In Bavaria - in a village that has no shop, not even a bakery - I had to go by train to the next "bigger" village to buy groceries - and carry them up a long steep hill. My son helped me to find a car with 7 seats (guess why :-)  - and the funny thing is that now he drives my car - and I got permanent -- No, not his Corvette, sigh..., but their family one above. (It is without a flaw - what looks strange is water from thawing frost, photographed through my kitchen window). 

And I am very happy with it! 




Tuesday, 25 January 2022

Muddy thinking

Muddy thinking? Yes - if your dear correspondent had thought a bit less about the mud and mire in which the boars were wallowing, she might have done what long time ago was part of her studies: look hard at the words of a text. 
Maybe the word "Gamsbart" would have flared up in her mind. Pip reminded me kindly using the word "Gamsbart" without any reproach - same procedure I use when "correcting" a wrong word the triplets use while learning to speak, with no comment, just blithely using the correct word. 

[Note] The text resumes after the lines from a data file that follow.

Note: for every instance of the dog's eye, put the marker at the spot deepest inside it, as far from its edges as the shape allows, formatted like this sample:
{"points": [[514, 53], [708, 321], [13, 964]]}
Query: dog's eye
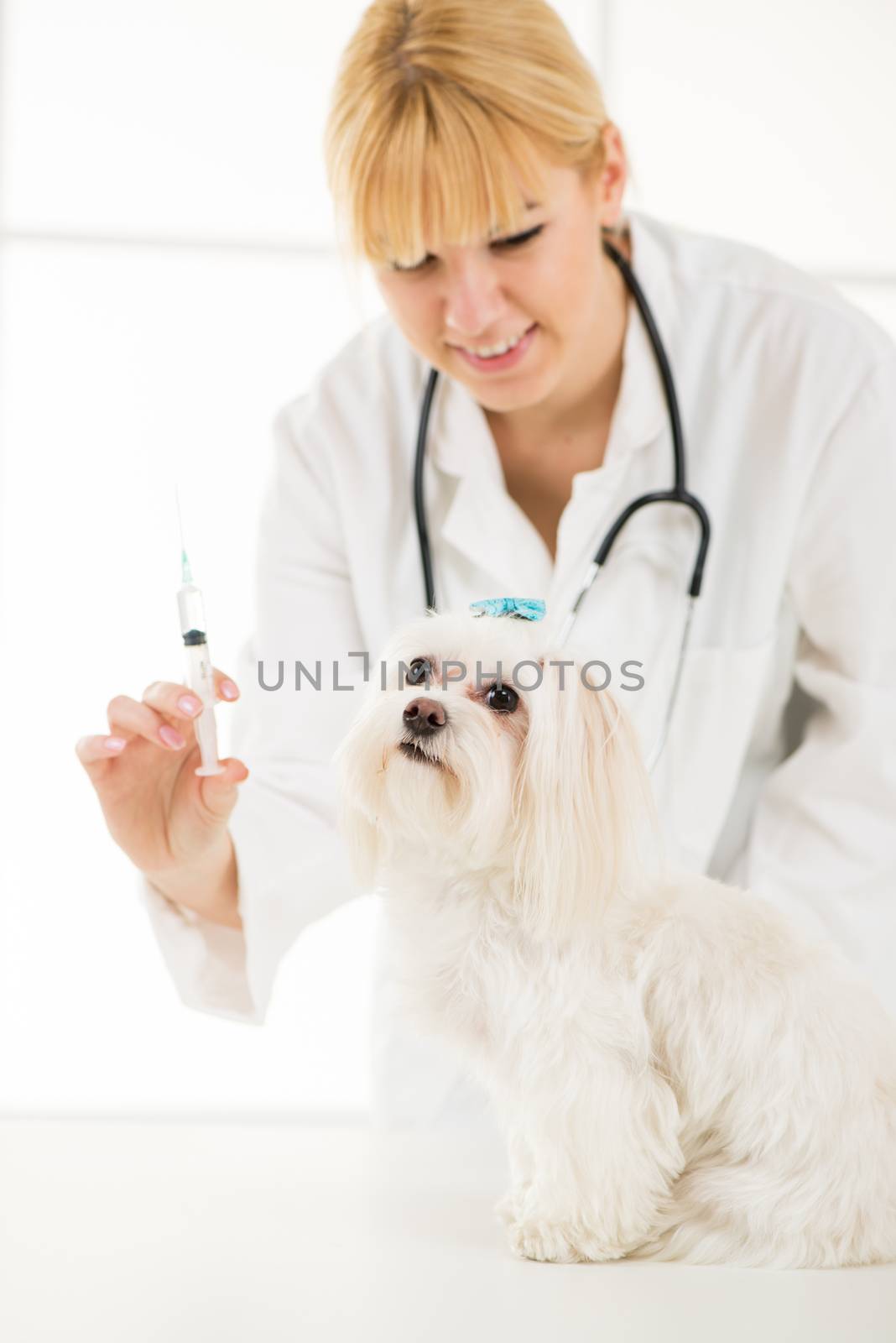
{"points": [[502, 698], [419, 671]]}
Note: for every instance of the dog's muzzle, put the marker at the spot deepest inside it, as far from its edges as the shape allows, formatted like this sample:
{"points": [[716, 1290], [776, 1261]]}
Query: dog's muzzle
{"points": [[425, 720]]}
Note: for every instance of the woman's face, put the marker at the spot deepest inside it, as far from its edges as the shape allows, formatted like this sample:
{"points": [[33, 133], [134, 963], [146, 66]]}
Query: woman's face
{"points": [[549, 288]]}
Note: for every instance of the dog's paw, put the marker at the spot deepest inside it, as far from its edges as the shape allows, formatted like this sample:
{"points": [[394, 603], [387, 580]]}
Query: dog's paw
{"points": [[558, 1242]]}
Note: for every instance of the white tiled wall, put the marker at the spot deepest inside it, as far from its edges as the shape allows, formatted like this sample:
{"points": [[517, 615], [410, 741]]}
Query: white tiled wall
{"points": [[167, 281]]}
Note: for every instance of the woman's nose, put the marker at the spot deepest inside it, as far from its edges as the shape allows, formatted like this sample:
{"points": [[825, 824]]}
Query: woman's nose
{"points": [[472, 300]]}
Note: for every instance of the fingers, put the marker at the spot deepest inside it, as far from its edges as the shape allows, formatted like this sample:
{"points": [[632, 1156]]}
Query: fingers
{"points": [[161, 718], [90, 751]]}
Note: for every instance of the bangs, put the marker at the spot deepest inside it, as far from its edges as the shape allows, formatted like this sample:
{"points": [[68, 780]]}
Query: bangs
{"points": [[447, 172]]}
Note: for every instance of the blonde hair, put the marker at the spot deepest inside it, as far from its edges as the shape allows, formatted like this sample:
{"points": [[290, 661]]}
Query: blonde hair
{"points": [[436, 104]]}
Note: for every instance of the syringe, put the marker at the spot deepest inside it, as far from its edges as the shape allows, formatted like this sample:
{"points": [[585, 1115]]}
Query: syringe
{"points": [[199, 661]]}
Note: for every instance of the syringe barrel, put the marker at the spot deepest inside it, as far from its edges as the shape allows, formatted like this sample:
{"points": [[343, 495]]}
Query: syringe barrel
{"points": [[192, 613]]}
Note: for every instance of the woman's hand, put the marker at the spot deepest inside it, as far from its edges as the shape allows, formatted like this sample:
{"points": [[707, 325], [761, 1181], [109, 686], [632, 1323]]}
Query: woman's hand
{"points": [[168, 819]]}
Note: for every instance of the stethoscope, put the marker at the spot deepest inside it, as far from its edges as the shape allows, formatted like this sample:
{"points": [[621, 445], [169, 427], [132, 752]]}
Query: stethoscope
{"points": [[678, 494]]}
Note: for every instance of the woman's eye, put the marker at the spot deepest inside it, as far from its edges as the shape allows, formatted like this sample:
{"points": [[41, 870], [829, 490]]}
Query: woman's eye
{"points": [[409, 270], [519, 238], [419, 671], [517, 241], [502, 698]]}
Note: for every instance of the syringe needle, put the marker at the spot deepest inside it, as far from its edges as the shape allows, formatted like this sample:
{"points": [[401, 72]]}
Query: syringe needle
{"points": [[199, 661]]}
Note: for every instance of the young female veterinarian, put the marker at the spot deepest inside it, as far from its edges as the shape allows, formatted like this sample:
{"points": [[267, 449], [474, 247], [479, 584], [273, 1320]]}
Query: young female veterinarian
{"points": [[471, 154]]}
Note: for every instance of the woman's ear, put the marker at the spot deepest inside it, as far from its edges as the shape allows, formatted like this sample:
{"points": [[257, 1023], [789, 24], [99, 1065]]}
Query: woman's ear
{"points": [[580, 797]]}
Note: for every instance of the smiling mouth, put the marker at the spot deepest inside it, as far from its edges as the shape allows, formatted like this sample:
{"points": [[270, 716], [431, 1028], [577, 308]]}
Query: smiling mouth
{"points": [[414, 752]]}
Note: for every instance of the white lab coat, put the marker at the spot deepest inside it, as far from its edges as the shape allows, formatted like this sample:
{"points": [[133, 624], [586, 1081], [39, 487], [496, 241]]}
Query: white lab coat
{"points": [[779, 771]]}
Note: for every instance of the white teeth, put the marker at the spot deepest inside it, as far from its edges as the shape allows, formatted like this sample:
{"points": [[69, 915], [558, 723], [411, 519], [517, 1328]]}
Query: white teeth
{"points": [[490, 351]]}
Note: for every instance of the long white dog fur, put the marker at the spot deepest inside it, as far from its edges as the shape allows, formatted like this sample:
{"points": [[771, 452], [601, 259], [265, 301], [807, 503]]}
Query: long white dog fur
{"points": [[679, 1072]]}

 A "Gams oder Gemse" is a "chamois", Rupicapra rupicapra (Latin shall keep a rest of my dignity). 

And who should have known better than I - Zodiac sign capricorn! And before you tell me I am mistaken a second time: I know that Gemse and capricorn are not the same, only relatives: of course the capricorn is bigger, has longer horns, darker fur - as was expected capricorns are better and more beautiful, hahaha   :-) 

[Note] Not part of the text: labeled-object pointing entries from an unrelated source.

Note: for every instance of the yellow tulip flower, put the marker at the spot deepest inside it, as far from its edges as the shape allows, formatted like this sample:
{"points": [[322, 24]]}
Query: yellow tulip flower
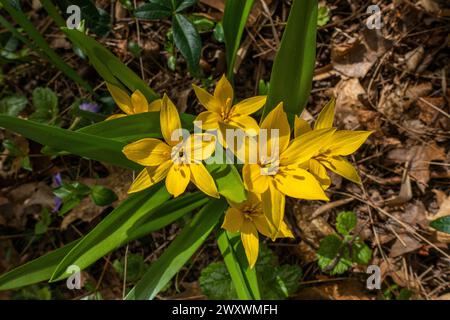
{"points": [[220, 109], [331, 156], [279, 175], [178, 160], [135, 104], [248, 219]]}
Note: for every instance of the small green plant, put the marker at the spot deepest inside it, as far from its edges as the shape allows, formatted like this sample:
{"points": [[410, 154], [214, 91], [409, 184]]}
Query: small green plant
{"points": [[337, 252], [275, 281]]}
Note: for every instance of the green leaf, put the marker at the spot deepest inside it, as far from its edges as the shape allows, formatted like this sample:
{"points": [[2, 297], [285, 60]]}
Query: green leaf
{"points": [[216, 283], [293, 68], [110, 68], [45, 102], [112, 231], [441, 224], [228, 180], [179, 251], [40, 42], [42, 268], [102, 196], [346, 222], [134, 127], [187, 41], [135, 267], [244, 279], [362, 254], [329, 248], [152, 11], [234, 19], [12, 105], [85, 145]]}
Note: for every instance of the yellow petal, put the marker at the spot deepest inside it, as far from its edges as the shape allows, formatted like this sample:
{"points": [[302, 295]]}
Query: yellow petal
{"points": [[148, 152], [224, 92], [273, 202], [320, 173], [326, 116], [301, 126], [250, 241], [115, 116], [233, 220], [155, 106], [284, 231], [246, 124], [121, 98], [170, 120], [207, 100], [342, 167], [253, 180], [203, 180], [150, 176], [345, 142], [299, 183], [209, 120], [139, 101], [249, 106], [277, 119], [304, 147], [199, 147], [177, 179]]}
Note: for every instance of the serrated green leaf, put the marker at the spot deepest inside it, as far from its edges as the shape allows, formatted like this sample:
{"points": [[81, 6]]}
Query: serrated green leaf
{"points": [[345, 222], [12, 105], [329, 248], [441, 224], [187, 41]]}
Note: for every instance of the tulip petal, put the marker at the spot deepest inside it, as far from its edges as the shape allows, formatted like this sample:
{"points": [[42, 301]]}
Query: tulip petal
{"points": [[326, 116], [177, 179], [209, 120], [224, 92], [250, 241], [277, 119], [299, 183], [320, 173], [148, 152], [155, 106], [170, 120], [207, 100], [233, 220], [121, 98], [342, 167], [203, 180], [345, 142], [139, 102], [304, 147], [301, 126], [273, 202], [150, 176], [249, 106], [253, 180]]}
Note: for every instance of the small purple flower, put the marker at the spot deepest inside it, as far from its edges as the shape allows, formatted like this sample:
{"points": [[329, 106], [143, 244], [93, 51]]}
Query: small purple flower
{"points": [[89, 106], [57, 181]]}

So: most Bavarian men wear a tuft of Gemsen-Hair. To bind that is high art - for a fine tuft they need the hair of one to ten Gemsen!!! (should look as a bearskin in London?) and you have to pay nonchalant up to 1000 Euro! - and, as many handicrafts: that handicraft is threatened to die out. And as if that is not enough: an EU-regulation threatens those Bavarians, who choose to carry a feather tuft from the mountain cock or eagle on their hat, with the forbiddance to use "visible sharing of protected animals". (They are only allowed to use the feathers of old hats). 
I was a bit more at ease when I read that the cheaper version of a Gamsbart is made out of deer hair or badger, or - trara!! - boar

PS: While I am at it, wallowing in mea culpa, I might just as well add that I only spoke derisively about a special sub-category of Bavarian hats: the Seppl-Hut, which you see mostly on drunken men at the Oktoberfest. As I am not able to transfer a picture from Wiki to my blog, you have to look it up. No tuft there. 
The other Bavarian hats - with a Gamsbart or more seldom a tuft of boar  :-)  - are quite chic. 

Monday, 24 January 2022

First!

 




At the moment the weather is blah - and I feel a bit blah - though yesterday son&DiL&triplets&I visited a wild boar enclosure. The boars looked at us and thought us blah - to rise their spirits I told the triplets that in Bavaria there are many men who wear strange felt hats with a little tuft of hair on one side - made of hog's bristle. 

In their very young life they neither had seen that nor heard of it, and they giggled, while the boars in front of us were not interested at all and turned their back to us and snuggled into the mud, munching uncooked spaghetti - at least they have a crush on something! 

Back later on my way to the postbox I saw the first snowdrops, and my cheerfulness rose. The very first hint of spring!